Damned If I Can Get It To Crawl
« on: December 14, 2008, 07:40:43 AM »
I have a site with around 20 directories - each hold many many sub-directories and between them all - around 75,000 actual php pages.

I installed it just fine and set it up to run but it won't crawl. My sitemap winds up being just my index.php page (which is actually just a blank page used for the script to create a user friendly page).

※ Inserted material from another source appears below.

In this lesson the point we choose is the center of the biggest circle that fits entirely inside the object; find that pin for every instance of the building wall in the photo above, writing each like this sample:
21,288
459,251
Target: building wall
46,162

This is what I wind up with

Request date: 13 December 2008, 21:46
Processing time: 2.28s
Pages indexed: 1
Sitemap files: 1
Pages size: 0.00Mb

I don't receive any error messages

Re: Damned If I Can Get It To Crawl
« Reply #1 on: December 14, 2008, 03:19:55 PM »
Hello,

are your pages crawlable, i.e. you can reach any page by clicking links, starting from your homepage?
You can use our SE bot simulator to check that: https://www.xml-sitemaps.com/se-bot-simulator.html
Re: Damned If I Can Get It To Crawl
« Reply #2 on: December 14, 2008, 09:41:46 PM »
Hmm.... Well, that brings up some issues for me.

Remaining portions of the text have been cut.